La caída de Buzz Lightyear

Ana Rosario y yo nos aprendimos Toy story de memoria en un sillón que se quedó en la Habana, justo en el medio del aquel espacio donde sobrevivimos los avatares de una época que ahora también se parece a una película, pero en blanco y negro, casi muda. Ese mueble aún debe tener el hoyo que le hicimos mientras compartíamos las risas y las angustias de Woody y Buzz Lightyear.
Más allá de todos los hallazgos tecnológicos de Pixar (que hicieron envejecer a los clásicos de Disney de un día para otro), la clave del éxito de cada una de sus películas es esa ilimitada capacidad que tienen sus realizadores para hacer que lo inconcebible se parezca demasiado a la vida misma.
Fundada por George Lucas y propulsada por Steve Jobs, Pixar ha logrado, fábula tras fábula, un espacio donde padres e hijos pueden sentarse a participar de una misma historia sin que ninguno de los dos se sienta timado.
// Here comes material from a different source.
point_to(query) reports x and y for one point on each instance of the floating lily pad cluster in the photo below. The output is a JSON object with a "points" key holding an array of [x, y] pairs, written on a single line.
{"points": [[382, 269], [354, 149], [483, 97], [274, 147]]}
A Pixar yo le debo no sé cuántas horas de complicidad con mi hija. Creo que ella se muerde el índice de la mano izquierda cuando está en aprietos, porque antes me vio a mí hacerlo mientras Buzz Lightyear caía al vacío.
Parecerá tonto, pero nunca puedo evitar las lágrimas cuando veo esa escena. Es una de mis preferidas en toda la historia del cine. Cada vez que Buzz descubre que no es un guardián espacial sino un juguete incapaz de volar, yo caigo con él por esa interminable cámara lenta. Es algo muy breve, pero que puede durar todo lo que nosotros queramos si la volvemos a ver con ellos y nos dejamos convencer por su inocencia.